Proposal 4: control child tracing via white-listing
Another way to control which processes are traced is with a white-list. In this case, any process not on the whitelist would have to be run with Nulgrind, so that its children can be traced. (You could also have a “skip you and your descendents” whitelist in which non-matching processes don’t have their children traced, but that seems less useful.)
Some examples:
# Matches nothing, ie. traces no processes (even the one named on the
# command line). (Well, it traces them with Nulgrind.)
--trace-whitelist=''
# Matches everything, ie. traces all processes.
--trace-whitelist='*'
# Traces only /usr/lib/firefox-3.0.9/firefox processes.
--trace-whitelist='/usr/lib/firefox-3.0.9/firefox*'
For whitelists, it’s clear that you want the top-level process (ie. the one named on the command line) to be considered as part of the whitelist matching, not just the children of the initial process. This is different to black-lists. At least, it’s different to “skip you and all your descendents” black-lists, where black-listing the top-level process is not useful, as it is equivalent to not running Valgrind at all. If “skip you” black-lists were also implemented, then considering the top-level process for black-listing makes more sense. (Alternatively, maybe making black-list and white-list behaviour equivalent is better, I’m not sure.)
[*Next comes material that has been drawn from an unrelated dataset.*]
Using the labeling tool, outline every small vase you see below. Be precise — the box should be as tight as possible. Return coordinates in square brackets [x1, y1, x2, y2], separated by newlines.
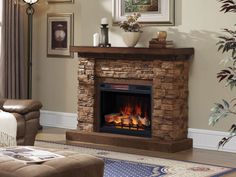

You couldn’t use both –trace-blacklist and –trace-whitelist in the same invocation of Valgrind, as there is no clear meaning (what if a command matches both lists? What if it matches neither?) Likewise with –trace-children and –trace-whitelist.
And again, if proposal 2 is implemented, it would make sense to output a message “Skipping due to white-list: <cmd>” for non-white-listed processes.
Proposal 5: remove –trace-children
With whitelists and blacklists present, –trace-children could be removed, because it is subsumed by them:
- –trace-children=yes is equivalent to –trace-whitelist=’*’ and –trace-blacklist=”
- –trace-children=no is equivalent to –trace-blacklist=’*’
I think this is a good idea, because I don’t think it’s smart to have multiple options with overlapping functionality.
Conclusion
I think these changes would make Valgrind easier to use with multi-process programs, but there are some design decisions still to be made. Any feedback about them from Valgrind users would be very helpful. Thanks.